Laporan Doing Good Index 2022: REGULASI DI INDONESIA SULIT DIPAHAMI DAN DITERAPKAN
Seperti dua tahun sebelumnya, Laporan Doing Good Index (DGI) 2022
menempatkan Indonesia di jajaran negara dengan peringkat “doing okay”
dalam mendukung kegiatan filantropi atau inisiatif sosial yang dilakukan warganya melalui organisasi sosial[1]. Hal ini mengindikasikan minimnya perubahan dan terobosan regulasi dalam 2 tahun terakhir untuk mendukung sektor filantropi dan nirlaba. Laporan DGI 2022 juga menggambarkan bahwa regulasi sektor filantropi dan nirlaba di Indonesia sulit untuk dipahami dan tidak konsisten dalam penegakannya sehingga menyulitkan para pegiat organisasi sosial untuk mematuhi dan melaksanakannya.
Temuan-temuan kunci ini mengemuka dalam acara konferensi pers pemaparan hasil kajian Doing Good Index (DGI) 2022 yang digelar di Jakarta, Jumat siang (25/11).
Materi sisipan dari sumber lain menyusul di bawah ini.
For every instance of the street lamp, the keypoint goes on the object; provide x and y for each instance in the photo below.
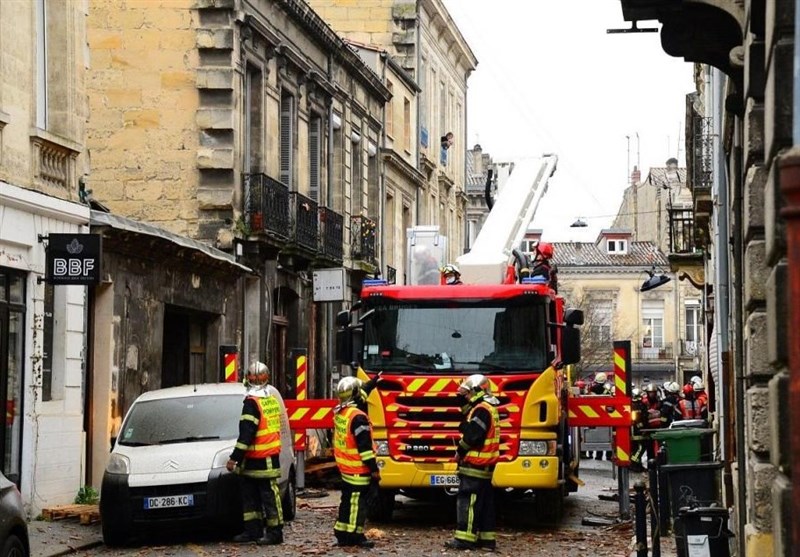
(654, 281)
DGI merupakan kajian untuk memberikan gambaran mengenai peta kebijakan, praktik institusi, dan lanskap sektor sosial di negara yang dikaji. DGI mengkaji 4 (empat) indikator yang bisa memperkuat atau melemahkan inisiatif sosial, yaitu: peraturan perundang-undangan, kebijakan pajak dan fiskal, kebijakan procurement (pengadaan barang dan jasa), serta ekosistem. Posisi negara yang dikaji berdasarkan 4 indikator tersebut kemudian di kelompokkan dalam empat klaster, di mulai dari yang terburuk sampai yang terbaik, yakni: “Not Doing Enough”, “Doing Okay”, “Doing Better”, dan “Doing Well”. Kajian 2 tahunan yang dilaksanakan oleh Centre for Asian Philanthropy and Society (CAPS) ini digelar di 17 negara Asia, termasuk Indonesia, dan melibatkan 2.239 organisasi sebagai responden dan 126 panel ahli. Pelaksanaan riset DGI 2022 di Indonesia dilakukan berkolaborasi dengan CCPHI.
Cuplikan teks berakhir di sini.